10 Reasons Why Medical Societies Should Offer Bioentrepreneurship Education
Doctors are questioning the value proposition of national, state and local medical societies. In addition, their membership base has shifted from independent physicians in private practice to employed physicians working for fewer and fewer consolidated integrated delivery networks with more and more market and employer power.
Consequently, medical professional societies are rethinking their traditional missions of advocacy, education and professional domain specific professional development.
Here are some reasons why they should offer biomedical and clinical innovation and entrepreneurship education and training:
- Employed physicians are expected to add more and more value as intrapreneurs.
- More and more doctors want side gigs but don't have the knowledge, skills, abilities and competencies to add value.
- There are many ways to create patient defined value other than starting a company or seeing 20 patients a day.
- Innovation requires involving end users early to be successful.
- As we migrate from paying for volume to paying for value, we should teach doctors how to create it.
- Doctors are interested in social enterprise and social entrepreneurship.
- Doctors are interested in alternative non-clinical career development.
- We need more leaderpreneurs.
- Every doctor has a great idea. Unfortunately, few have an entrepreneurial mindset, know what to do next with their idea and are unlikely to be taught what to do with it in medical school or residency.
- It is a way to recruit new members and generate dues revenue.
Many offer courses in various aspects of practice management.
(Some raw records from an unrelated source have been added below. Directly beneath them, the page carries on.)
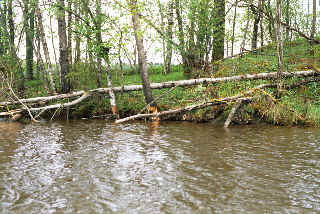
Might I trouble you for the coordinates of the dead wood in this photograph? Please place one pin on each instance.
(169, 84)
(233, 111)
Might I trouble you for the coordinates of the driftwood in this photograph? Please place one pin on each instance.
(179, 110)
(233, 111)
(82, 95)
(169, 84)
(198, 106)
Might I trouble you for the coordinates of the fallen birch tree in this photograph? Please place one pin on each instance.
(170, 84)
(83, 95)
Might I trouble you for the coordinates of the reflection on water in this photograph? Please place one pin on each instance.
(98, 167)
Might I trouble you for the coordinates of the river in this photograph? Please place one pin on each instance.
(92, 166)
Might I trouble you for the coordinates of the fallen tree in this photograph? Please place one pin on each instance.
(83, 95)
(169, 84)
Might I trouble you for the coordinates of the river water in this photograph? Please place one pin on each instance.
(92, 166)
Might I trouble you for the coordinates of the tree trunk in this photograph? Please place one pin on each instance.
(113, 102)
(63, 48)
(181, 34)
(70, 32)
(261, 23)
(171, 84)
(287, 18)
(162, 27)
(170, 37)
(142, 56)
(45, 50)
(11, 29)
(279, 47)
(99, 40)
(271, 27)
(314, 19)
(218, 44)
(243, 43)
(29, 29)
(257, 17)
(77, 38)
(234, 26)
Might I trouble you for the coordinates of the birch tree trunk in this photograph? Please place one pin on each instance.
(218, 44)
(63, 48)
(243, 43)
(99, 40)
(234, 26)
(28, 14)
(162, 26)
(170, 36)
(70, 32)
(77, 38)
(142, 55)
(45, 49)
(11, 29)
(257, 17)
(314, 19)
(181, 34)
(279, 46)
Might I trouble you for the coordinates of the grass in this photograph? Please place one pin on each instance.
(297, 106)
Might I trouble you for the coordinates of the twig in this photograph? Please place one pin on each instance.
(233, 111)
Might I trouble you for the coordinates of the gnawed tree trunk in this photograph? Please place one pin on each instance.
(142, 56)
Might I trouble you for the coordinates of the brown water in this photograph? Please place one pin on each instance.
(97, 167)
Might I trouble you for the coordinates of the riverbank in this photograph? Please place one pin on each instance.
(298, 105)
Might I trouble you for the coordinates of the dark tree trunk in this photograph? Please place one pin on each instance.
(63, 48)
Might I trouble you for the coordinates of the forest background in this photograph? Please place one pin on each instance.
(52, 47)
Unfortunately, while operations management is important and cash flow mission critical, they should be teaching medical practice entrepreneurship and preaching the gospel of Othercare.
Some medical societies resist because "we don't want to teach doctors how to leave practice" when the reality is that practicing entrepreneurship as a doctor, i.e. the pursuit of opportunity with scarce resources and conditions of uncertainty with the goal of creating user defined value through the deployment of innovation, is not an either/or proposition.
Medical societies should offer their members bioentrepreneurship education and training because it's what their members want, it adds value to their practice and their employers, it's good for patients and it helps the societies retain members. What's there not to like?
Arlen Meyers, MD, MBA is the President and CEO of the Society of Physician Entrepreneurs.